Like a Troubadour

God said:

What purpose do you serve today? I do not ask you what is your great purpose in life, I ask what purpose do you serve today? If today were the only day you had left, what would you write across the screen of it?

Another way to phrase My question is to say: What is it that you are going to give today? The question is definitely not: What will you receive today?

If today were the only day you had, would you care so much about what rewards come your way? Would you be thinking at all about what to amass? I think your thought would be: “How can I best serve this day? How will I spend it? What would be important to me and someone else? What will I say that I have not yet said, that I have perhaps been waiting for a good time?”

Today you find you have waited long enough.

Today you beseech to do the most you can do. You would not idle away this day. I don’t think you would pout nor complain about a single thing. Even in pain, you would seek to leave more than a remembrance of you in pain. You would seek to leave a smile, a promise, a word, a gesture, a hope…

If you were unable to speak, you would at least leave a good thought.

If you were the most wronged person in the world, you would abandon your wrongs and leave one rightness like a flower crushed in your hand. You would open your hand so that even one rightness would be your last testament. You would leave a message of love.

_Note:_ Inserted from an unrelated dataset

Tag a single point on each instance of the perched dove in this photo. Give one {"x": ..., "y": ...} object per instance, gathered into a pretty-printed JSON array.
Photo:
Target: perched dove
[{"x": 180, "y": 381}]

If you had only one hour left in the immediate world, what would you do with it? Where would you hasten to? From where would you have come? Whom would you be with, and what would you say? Or would you say nothing? Would you nod your head and listen instead?

Would you perhaps just walk down the street filled with strangers and nod to each one and bless them silently and fully from your heart. Might you say to yourself: “I have only an hour left to do God’s Will. I am not sure what God’s Will for me is, but I am sure He will be glad for me to strew this emerging love I have for the world. I strew it, not wantonly, but everywhere. That is the least I can do. I strew pieces of God’s love. It is God’s love I leave in my wake.”

And then if you had a reprieve, and were given another hour, what would you do? What would you not do? You would not be angry with anyone. You would know you don’t have the time to waste on such frivolity as anger. Perhaps you would change your whole slant on life. Perhaps you would turn over a new leaf. Perhaps you would embrace all the leafs on the tree.

Given the situation of not knowing which moment on Earth is your last, I know you would leave a leaflet of love. Truly, beloveds, no one knows the hour when their body leaves the Earth. Meanwhile, do a dance to life. Sing songs. Look at the sun.

In truth, love is unlimited and it does not end with the body’s demise. Yet, while in this frail Human body, while in the theatre of life on Earth, and on its stage, why not give your greatest performance?

You have it in you, beloveds. And now it comes out of you.

Today you make your appearance on Earth like a troubadour. I hear you singing now.